S. Vijayaraghavan, ‘Collective Waves’, archival pigment on paper, 2013
Poetry speaks a language unique to an individual yet aflame with a universal soul.
From Songs of Kabir
धीरैं धीरैं खाइबौ अनत न जाइबौ ।
रांम रांम रांम रमि रहिबौ ।।टेक।।
पहली खाई आई माई । पीछै खै (खाई?) हूं सगौ जंवाई ।
खाया देवर खाया जेठ । सब खाया सुसार का पेट ।।
खाया सब पटण का लोग । कहै कबीर तब पाया जोग ।
god my darling
do me a favour and kill my mother-in-law
— Janabai (13thcentury)
— trans. Arun Kolatkar
Chewing slowly,
Only after I’d eaten
My grandmother,
Mother,
Son-in-law,
Two brothers-in-law
And father-in-law
(His big family included)
In that order,
And had for dessert
The town’s inhabitants,
Did I find, says Kabir,
The beloved that I’ve become
One with.
Translated by Arvind Krishna Mehrotra
Poetry speaks in many tongues. And we are rich – in India – with our diverse languages of poetry.

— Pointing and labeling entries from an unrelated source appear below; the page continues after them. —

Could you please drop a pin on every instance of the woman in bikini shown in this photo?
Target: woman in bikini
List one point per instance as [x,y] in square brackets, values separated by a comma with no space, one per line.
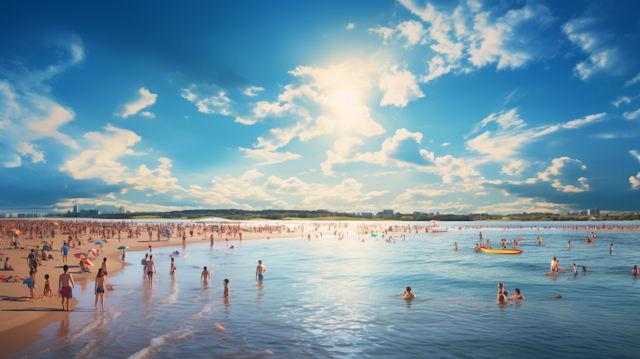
[101,282]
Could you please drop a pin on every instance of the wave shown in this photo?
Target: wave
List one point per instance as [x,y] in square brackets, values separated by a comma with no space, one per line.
[158,342]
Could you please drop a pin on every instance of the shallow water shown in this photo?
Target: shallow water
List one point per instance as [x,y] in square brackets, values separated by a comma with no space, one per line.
[330,298]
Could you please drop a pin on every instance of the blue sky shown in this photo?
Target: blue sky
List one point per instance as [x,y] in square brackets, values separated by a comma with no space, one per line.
[445,106]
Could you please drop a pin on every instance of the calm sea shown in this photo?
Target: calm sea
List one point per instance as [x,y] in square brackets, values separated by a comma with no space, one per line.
[330,298]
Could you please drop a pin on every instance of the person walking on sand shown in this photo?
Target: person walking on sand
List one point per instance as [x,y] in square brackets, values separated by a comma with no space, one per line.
[104,267]
[205,276]
[260,271]
[151,269]
[65,251]
[226,288]
[65,285]
[101,283]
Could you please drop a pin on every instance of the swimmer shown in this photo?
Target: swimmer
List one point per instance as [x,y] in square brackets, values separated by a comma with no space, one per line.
[516,296]
[205,275]
[407,293]
[260,271]
[226,288]
[502,297]
[554,265]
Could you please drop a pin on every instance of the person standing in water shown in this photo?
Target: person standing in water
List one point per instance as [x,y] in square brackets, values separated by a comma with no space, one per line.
[151,269]
[104,267]
[226,288]
[205,275]
[260,271]
[65,284]
[101,284]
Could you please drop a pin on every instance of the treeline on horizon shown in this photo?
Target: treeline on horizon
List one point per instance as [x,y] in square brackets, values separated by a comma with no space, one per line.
[276,214]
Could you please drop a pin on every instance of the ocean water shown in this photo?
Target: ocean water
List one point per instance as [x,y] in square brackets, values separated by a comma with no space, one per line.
[326,298]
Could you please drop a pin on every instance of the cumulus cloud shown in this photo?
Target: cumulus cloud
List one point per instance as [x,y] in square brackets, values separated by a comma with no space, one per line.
[631,115]
[399,87]
[251,91]
[584,33]
[554,172]
[102,161]
[633,81]
[467,39]
[146,99]
[582,121]
[27,149]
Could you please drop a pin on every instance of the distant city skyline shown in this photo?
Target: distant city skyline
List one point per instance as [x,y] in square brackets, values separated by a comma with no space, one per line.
[438,106]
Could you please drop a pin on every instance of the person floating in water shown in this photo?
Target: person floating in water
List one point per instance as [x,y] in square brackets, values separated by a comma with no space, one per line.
[260,271]
[407,293]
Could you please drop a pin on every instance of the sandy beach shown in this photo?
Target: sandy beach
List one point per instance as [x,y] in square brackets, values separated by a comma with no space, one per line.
[22,318]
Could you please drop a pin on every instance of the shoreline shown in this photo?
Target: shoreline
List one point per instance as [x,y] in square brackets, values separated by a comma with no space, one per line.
[22,321]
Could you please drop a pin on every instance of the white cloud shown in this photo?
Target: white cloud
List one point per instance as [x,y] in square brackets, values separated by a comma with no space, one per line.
[467,39]
[555,170]
[594,42]
[412,30]
[633,81]
[268,157]
[251,91]
[102,161]
[146,99]
[245,121]
[581,121]
[384,32]
[399,87]
[27,149]
[620,100]
[219,104]
[635,181]
[631,115]
[17,162]
[514,168]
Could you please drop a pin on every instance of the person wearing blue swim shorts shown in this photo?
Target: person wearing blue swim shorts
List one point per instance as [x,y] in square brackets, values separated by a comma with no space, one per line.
[260,271]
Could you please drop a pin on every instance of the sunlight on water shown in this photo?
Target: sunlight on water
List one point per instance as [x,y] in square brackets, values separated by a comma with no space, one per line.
[331,298]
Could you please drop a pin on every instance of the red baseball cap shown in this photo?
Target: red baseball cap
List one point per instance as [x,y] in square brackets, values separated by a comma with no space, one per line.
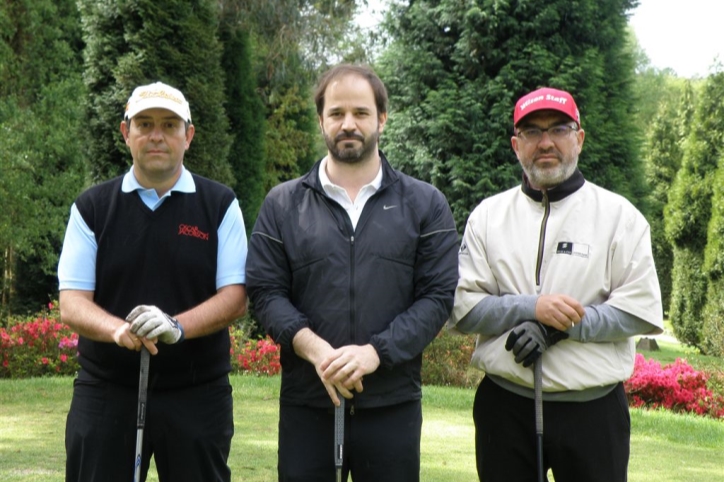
[546,99]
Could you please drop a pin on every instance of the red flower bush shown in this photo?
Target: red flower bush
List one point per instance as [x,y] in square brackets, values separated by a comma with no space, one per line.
[40,346]
[677,387]
[260,357]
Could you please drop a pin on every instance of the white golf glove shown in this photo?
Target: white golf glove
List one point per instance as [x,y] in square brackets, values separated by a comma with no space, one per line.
[151,322]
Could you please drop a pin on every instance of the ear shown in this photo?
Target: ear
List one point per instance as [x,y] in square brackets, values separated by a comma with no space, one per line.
[580,137]
[514,144]
[382,121]
[190,135]
[125,127]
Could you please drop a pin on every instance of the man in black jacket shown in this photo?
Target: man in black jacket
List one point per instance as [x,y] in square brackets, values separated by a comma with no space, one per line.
[352,269]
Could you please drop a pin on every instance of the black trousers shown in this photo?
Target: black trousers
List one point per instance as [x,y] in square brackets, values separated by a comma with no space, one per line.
[582,441]
[188,431]
[381,444]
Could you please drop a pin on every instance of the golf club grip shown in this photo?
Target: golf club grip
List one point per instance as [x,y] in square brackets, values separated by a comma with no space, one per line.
[538,388]
[143,387]
[141,418]
[339,433]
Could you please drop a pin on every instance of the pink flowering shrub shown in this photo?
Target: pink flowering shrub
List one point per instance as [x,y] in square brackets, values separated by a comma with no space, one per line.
[260,357]
[677,387]
[39,346]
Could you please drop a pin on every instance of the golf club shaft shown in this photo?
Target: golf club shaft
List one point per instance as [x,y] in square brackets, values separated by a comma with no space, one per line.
[538,387]
[141,418]
[339,436]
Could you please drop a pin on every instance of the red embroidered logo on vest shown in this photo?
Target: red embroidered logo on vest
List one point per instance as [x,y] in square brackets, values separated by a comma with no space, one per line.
[186,230]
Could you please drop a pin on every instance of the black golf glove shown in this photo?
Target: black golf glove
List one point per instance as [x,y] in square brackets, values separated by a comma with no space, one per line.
[151,322]
[530,339]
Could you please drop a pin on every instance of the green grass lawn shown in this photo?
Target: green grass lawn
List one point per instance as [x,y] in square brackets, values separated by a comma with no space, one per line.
[665,447]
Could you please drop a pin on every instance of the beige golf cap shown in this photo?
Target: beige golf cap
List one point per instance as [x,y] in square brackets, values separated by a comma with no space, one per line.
[158,96]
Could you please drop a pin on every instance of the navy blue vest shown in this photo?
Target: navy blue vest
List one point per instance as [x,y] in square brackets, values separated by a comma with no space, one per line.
[165,258]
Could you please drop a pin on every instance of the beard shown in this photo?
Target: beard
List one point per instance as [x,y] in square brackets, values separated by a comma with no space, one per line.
[549,177]
[341,148]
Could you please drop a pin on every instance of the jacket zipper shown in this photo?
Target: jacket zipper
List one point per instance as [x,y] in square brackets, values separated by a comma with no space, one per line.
[542,238]
[351,297]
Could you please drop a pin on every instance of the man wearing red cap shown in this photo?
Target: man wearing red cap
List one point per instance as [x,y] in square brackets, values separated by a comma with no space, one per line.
[561,270]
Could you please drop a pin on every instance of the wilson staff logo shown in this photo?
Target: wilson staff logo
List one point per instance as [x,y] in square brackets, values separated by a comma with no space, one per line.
[194,231]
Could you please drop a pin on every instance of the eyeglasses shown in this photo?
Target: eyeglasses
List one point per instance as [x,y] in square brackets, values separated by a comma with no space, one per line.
[535,134]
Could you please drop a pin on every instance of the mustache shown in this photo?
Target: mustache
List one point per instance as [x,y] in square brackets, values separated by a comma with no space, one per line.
[547,152]
[343,136]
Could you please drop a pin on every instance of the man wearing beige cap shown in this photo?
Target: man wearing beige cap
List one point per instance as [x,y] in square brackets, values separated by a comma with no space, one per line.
[153,259]
[557,271]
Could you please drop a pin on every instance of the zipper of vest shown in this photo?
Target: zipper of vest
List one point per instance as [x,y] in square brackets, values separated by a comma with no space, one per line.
[542,238]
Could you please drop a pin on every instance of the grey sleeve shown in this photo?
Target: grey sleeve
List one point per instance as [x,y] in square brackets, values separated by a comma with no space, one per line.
[604,323]
[494,315]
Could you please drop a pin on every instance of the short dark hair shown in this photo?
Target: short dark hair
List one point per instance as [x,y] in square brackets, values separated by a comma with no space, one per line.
[343,70]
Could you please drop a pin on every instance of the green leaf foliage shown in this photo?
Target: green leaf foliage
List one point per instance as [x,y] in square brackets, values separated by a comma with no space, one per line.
[455,69]
[245,109]
[693,214]
[136,42]
[41,161]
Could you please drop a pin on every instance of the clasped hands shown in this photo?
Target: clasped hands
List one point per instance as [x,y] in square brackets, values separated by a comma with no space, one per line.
[343,369]
[146,325]
[554,314]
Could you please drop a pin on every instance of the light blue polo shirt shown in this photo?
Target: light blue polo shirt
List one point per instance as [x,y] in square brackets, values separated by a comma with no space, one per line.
[77,264]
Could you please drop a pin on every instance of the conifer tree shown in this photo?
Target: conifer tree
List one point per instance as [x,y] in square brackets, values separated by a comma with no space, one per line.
[131,43]
[712,329]
[247,119]
[688,215]
[455,69]
[41,160]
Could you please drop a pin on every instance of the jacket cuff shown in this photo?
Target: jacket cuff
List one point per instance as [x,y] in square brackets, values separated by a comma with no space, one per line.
[286,339]
[380,346]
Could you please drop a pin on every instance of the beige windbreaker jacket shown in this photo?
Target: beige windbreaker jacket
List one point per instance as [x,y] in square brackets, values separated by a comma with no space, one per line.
[594,245]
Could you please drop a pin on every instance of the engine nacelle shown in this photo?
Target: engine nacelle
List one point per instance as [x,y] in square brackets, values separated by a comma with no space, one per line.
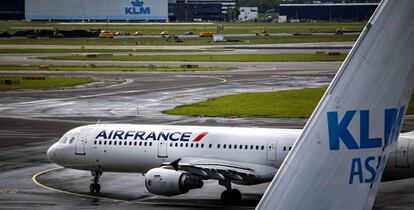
[161,181]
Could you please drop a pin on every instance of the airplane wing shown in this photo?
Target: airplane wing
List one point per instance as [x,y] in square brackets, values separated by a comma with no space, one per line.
[338,160]
[210,168]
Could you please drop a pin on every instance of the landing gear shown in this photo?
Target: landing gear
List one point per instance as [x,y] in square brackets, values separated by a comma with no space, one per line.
[95,187]
[230,196]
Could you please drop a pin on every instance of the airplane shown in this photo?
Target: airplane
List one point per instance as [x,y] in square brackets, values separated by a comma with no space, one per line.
[176,159]
[339,159]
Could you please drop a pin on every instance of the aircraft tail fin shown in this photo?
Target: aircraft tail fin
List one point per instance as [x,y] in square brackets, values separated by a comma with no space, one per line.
[338,160]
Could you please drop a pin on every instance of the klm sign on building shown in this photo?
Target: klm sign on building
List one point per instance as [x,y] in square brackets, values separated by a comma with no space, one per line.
[105,10]
[137,8]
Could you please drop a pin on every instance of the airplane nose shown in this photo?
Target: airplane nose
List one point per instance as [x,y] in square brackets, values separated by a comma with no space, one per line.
[51,153]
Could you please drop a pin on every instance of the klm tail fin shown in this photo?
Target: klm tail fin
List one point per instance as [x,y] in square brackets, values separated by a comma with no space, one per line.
[338,160]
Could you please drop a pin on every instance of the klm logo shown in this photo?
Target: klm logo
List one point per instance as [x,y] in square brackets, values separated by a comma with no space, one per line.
[338,129]
[137,8]
[364,170]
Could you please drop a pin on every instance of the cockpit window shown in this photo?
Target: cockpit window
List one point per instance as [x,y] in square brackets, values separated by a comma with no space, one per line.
[71,140]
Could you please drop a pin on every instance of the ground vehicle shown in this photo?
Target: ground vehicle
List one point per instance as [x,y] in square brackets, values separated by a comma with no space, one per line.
[205,34]
[106,34]
[139,33]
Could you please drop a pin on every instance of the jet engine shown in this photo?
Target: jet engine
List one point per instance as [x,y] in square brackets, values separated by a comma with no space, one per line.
[162,181]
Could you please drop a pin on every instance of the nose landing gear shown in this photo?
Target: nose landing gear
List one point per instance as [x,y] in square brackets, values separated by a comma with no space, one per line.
[95,187]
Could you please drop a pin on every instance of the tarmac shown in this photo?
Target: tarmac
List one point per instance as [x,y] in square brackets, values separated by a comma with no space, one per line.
[32,120]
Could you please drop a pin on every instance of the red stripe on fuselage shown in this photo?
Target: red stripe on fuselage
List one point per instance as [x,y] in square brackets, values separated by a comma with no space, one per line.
[200,136]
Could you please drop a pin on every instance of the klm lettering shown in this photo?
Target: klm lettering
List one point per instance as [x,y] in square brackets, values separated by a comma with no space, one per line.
[137,10]
[338,129]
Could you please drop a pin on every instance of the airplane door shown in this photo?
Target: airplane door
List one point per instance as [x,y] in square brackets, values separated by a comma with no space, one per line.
[162,149]
[80,143]
[401,153]
[271,150]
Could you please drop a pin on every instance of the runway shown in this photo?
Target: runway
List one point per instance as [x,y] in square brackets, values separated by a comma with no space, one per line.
[32,120]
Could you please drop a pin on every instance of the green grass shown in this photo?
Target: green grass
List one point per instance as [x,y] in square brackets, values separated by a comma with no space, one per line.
[18,51]
[155,29]
[213,58]
[49,82]
[279,104]
[115,68]
[187,41]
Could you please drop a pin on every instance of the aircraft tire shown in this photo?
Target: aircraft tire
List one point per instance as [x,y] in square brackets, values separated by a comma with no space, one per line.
[97,188]
[229,197]
[92,188]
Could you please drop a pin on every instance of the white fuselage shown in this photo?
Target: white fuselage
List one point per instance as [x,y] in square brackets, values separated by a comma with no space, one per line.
[139,148]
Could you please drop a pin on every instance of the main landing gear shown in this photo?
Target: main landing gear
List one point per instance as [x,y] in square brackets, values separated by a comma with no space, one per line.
[230,196]
[95,187]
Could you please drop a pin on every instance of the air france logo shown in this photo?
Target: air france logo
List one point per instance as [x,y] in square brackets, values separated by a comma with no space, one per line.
[154,135]
[137,8]
[374,166]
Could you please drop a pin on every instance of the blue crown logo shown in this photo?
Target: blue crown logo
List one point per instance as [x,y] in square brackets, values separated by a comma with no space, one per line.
[137,3]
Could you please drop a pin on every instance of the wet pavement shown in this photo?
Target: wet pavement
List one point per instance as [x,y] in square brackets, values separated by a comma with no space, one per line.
[31,121]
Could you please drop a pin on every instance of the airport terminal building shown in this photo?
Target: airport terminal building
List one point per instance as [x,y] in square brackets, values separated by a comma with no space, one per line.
[96,10]
[328,11]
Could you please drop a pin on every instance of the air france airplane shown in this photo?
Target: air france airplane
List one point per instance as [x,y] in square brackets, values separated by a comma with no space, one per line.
[338,160]
[176,159]
[336,163]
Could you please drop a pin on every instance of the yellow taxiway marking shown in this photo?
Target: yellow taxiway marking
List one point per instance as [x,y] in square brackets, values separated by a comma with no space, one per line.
[125,202]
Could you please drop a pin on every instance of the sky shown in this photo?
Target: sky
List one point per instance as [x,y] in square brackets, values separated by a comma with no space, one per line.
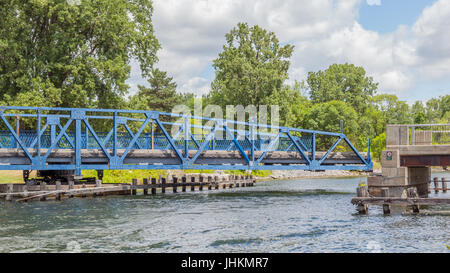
[403,44]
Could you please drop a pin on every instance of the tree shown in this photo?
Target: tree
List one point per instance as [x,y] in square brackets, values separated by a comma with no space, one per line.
[418,113]
[394,111]
[73,54]
[292,104]
[345,82]
[327,116]
[251,67]
[160,96]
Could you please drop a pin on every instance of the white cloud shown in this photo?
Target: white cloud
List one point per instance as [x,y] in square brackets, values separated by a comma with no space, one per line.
[373,2]
[323,31]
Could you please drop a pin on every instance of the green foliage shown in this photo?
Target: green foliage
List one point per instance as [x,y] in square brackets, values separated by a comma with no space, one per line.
[393,110]
[326,116]
[345,82]
[160,96]
[251,67]
[293,105]
[53,53]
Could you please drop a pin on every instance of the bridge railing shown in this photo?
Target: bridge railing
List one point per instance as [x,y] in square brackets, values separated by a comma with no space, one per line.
[429,134]
[111,130]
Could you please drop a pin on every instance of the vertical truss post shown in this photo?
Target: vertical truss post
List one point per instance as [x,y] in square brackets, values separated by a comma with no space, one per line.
[38,131]
[252,139]
[153,136]
[313,147]
[15,143]
[87,137]
[187,131]
[78,147]
[78,116]
[115,135]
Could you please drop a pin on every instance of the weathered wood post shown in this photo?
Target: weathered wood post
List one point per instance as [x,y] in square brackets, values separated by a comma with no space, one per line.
[43,187]
[209,182]
[192,183]
[71,183]
[412,193]
[361,191]
[145,182]
[9,189]
[153,179]
[133,186]
[444,184]
[436,184]
[163,184]
[386,207]
[25,190]
[216,182]
[83,186]
[98,184]
[200,188]
[58,188]
[175,183]
[183,181]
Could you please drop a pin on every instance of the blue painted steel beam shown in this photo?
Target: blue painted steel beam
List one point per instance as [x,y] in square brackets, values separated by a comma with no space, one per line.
[51,140]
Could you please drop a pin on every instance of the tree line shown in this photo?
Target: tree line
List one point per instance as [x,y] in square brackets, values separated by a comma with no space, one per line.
[57,54]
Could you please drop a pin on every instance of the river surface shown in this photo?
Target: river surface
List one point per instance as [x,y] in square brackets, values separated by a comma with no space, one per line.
[303,215]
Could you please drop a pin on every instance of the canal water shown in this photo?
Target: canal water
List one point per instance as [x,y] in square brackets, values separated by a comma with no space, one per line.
[303,215]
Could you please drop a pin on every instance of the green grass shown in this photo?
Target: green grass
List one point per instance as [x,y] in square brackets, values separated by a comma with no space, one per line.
[121,176]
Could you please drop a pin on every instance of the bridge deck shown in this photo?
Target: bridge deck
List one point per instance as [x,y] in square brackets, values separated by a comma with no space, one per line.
[210,157]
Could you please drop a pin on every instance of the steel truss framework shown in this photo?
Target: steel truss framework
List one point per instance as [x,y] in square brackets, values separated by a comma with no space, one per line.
[55,134]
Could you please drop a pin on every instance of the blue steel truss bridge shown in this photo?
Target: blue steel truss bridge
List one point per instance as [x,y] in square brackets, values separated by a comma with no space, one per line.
[68,140]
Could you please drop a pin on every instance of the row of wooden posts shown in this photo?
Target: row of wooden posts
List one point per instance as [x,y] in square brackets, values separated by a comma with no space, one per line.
[363,198]
[208,181]
[43,191]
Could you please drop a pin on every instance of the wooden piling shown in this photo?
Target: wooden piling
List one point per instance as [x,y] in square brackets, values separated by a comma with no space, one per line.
[83,186]
[412,193]
[362,192]
[163,184]
[436,184]
[200,188]
[183,182]
[153,179]
[216,182]
[386,207]
[58,187]
[444,184]
[145,182]
[133,186]
[209,182]
[71,183]
[98,184]
[25,190]
[43,187]
[192,183]
[9,189]
[175,183]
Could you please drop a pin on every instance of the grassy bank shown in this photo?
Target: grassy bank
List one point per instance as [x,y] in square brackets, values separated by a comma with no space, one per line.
[122,176]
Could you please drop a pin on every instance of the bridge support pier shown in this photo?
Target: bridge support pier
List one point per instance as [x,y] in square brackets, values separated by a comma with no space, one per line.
[399,179]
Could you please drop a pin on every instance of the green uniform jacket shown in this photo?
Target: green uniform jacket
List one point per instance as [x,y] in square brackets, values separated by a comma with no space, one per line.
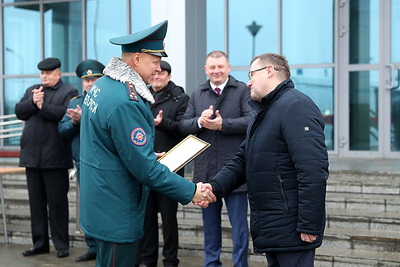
[118,161]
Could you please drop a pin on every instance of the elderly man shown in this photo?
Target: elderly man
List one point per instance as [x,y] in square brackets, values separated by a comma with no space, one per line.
[117,150]
[47,158]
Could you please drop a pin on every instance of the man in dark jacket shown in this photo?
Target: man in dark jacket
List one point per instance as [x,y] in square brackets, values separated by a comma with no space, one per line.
[89,71]
[47,157]
[284,162]
[218,112]
[168,108]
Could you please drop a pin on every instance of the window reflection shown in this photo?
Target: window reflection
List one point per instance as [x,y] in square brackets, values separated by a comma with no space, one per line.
[363,100]
[305,40]
[63,33]
[318,85]
[140,20]
[241,41]
[395,29]
[364,31]
[25,22]
[215,25]
[395,118]
[103,25]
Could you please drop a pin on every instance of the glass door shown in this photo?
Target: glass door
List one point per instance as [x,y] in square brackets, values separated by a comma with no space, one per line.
[370,125]
[392,147]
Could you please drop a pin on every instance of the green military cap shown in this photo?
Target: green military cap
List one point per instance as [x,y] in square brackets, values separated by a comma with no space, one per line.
[50,63]
[89,68]
[150,40]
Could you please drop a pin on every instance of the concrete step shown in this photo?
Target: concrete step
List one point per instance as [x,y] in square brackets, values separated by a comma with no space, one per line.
[360,239]
[364,182]
[367,220]
[363,222]
[341,257]
[357,201]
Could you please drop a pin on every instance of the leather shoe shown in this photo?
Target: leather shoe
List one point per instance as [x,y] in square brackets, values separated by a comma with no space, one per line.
[34,251]
[62,253]
[88,256]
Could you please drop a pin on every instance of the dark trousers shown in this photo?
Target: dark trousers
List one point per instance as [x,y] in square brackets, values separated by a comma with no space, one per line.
[236,205]
[115,254]
[90,241]
[48,188]
[148,245]
[291,259]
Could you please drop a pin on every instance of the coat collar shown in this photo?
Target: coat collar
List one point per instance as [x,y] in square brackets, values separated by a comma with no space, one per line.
[122,72]
[231,83]
[273,95]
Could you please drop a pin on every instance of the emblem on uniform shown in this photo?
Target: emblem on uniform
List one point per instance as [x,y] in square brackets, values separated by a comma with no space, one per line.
[132,91]
[138,136]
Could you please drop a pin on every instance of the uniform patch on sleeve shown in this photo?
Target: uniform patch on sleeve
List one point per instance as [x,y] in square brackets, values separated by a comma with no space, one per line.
[138,136]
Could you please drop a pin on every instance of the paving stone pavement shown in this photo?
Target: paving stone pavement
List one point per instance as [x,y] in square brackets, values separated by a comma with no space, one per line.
[11,256]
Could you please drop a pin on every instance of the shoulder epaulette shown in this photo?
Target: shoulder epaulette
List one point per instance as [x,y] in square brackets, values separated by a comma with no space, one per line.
[76,97]
[131,91]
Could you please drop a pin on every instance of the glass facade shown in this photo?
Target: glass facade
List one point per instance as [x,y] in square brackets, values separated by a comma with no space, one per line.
[340,56]
[292,29]
[69,30]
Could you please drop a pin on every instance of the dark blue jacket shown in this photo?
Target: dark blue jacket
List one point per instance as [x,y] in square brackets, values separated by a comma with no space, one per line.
[41,144]
[236,114]
[70,131]
[285,164]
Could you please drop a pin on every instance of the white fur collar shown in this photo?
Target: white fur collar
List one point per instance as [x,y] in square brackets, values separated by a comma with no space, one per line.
[122,72]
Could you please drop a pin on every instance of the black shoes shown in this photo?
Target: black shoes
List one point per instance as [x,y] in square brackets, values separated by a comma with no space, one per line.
[62,253]
[88,256]
[34,251]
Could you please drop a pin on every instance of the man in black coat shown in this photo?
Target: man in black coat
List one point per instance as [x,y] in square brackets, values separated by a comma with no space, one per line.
[284,162]
[46,157]
[169,106]
[218,112]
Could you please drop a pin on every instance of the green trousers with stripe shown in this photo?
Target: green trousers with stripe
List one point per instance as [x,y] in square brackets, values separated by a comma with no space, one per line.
[115,254]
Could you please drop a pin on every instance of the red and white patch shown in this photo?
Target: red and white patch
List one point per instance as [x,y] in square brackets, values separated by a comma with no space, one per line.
[138,136]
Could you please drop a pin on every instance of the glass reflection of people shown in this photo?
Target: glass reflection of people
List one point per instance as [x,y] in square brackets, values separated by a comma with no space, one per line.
[46,157]
[88,71]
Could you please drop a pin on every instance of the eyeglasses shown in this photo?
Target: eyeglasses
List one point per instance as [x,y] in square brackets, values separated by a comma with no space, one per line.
[251,73]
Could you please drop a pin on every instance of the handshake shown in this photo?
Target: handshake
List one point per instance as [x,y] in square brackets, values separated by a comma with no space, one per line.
[204,195]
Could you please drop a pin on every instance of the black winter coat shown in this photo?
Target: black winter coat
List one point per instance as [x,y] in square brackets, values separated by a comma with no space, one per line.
[285,164]
[173,101]
[41,144]
[236,115]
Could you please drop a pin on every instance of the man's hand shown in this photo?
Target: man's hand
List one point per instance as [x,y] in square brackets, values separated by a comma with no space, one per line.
[158,119]
[208,196]
[308,238]
[38,97]
[203,195]
[75,114]
[206,114]
[213,124]
[159,155]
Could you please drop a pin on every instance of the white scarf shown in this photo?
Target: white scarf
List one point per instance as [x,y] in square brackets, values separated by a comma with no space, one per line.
[122,72]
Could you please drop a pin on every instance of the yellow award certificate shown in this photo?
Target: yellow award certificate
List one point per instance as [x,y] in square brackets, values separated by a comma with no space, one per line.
[183,153]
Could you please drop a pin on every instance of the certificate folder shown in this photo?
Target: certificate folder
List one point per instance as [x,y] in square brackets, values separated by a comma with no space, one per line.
[184,152]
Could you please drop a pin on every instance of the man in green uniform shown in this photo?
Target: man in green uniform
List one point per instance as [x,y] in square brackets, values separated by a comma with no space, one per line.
[89,71]
[117,157]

Poetry has always moved people to action. Whether it sings of pain and suffering, or calls for solidarity, or incites brave resistance, poetry is committed to change. Poetry is political.
This is why Guftugu ends 2019 with a special issue of poetry.
Merlin Moli, ‘Walking Dead in Dark Times’
Firing at the Heart of Truth
-Huchangi Prasad
You cowards —
firing at us who wield pens.
You murderers —
celebrating the cold-hearted killing of innocents.
Let the sparrows
build nests
at your gunpoints.
Your guns may have wounded us.
But we are not just bodies,
Mute bodies.
We are children of the earth,
our mother gives us life with every letter,
strength with every word.
Look, this is not blood we shed
but ink, fresh and indelible,
writing the history of truth.
Every drop of blood now reborn
into a thousand truths.
Listen — I know, you Great Devotees!
I know the sword that chopped Shambuka’s head.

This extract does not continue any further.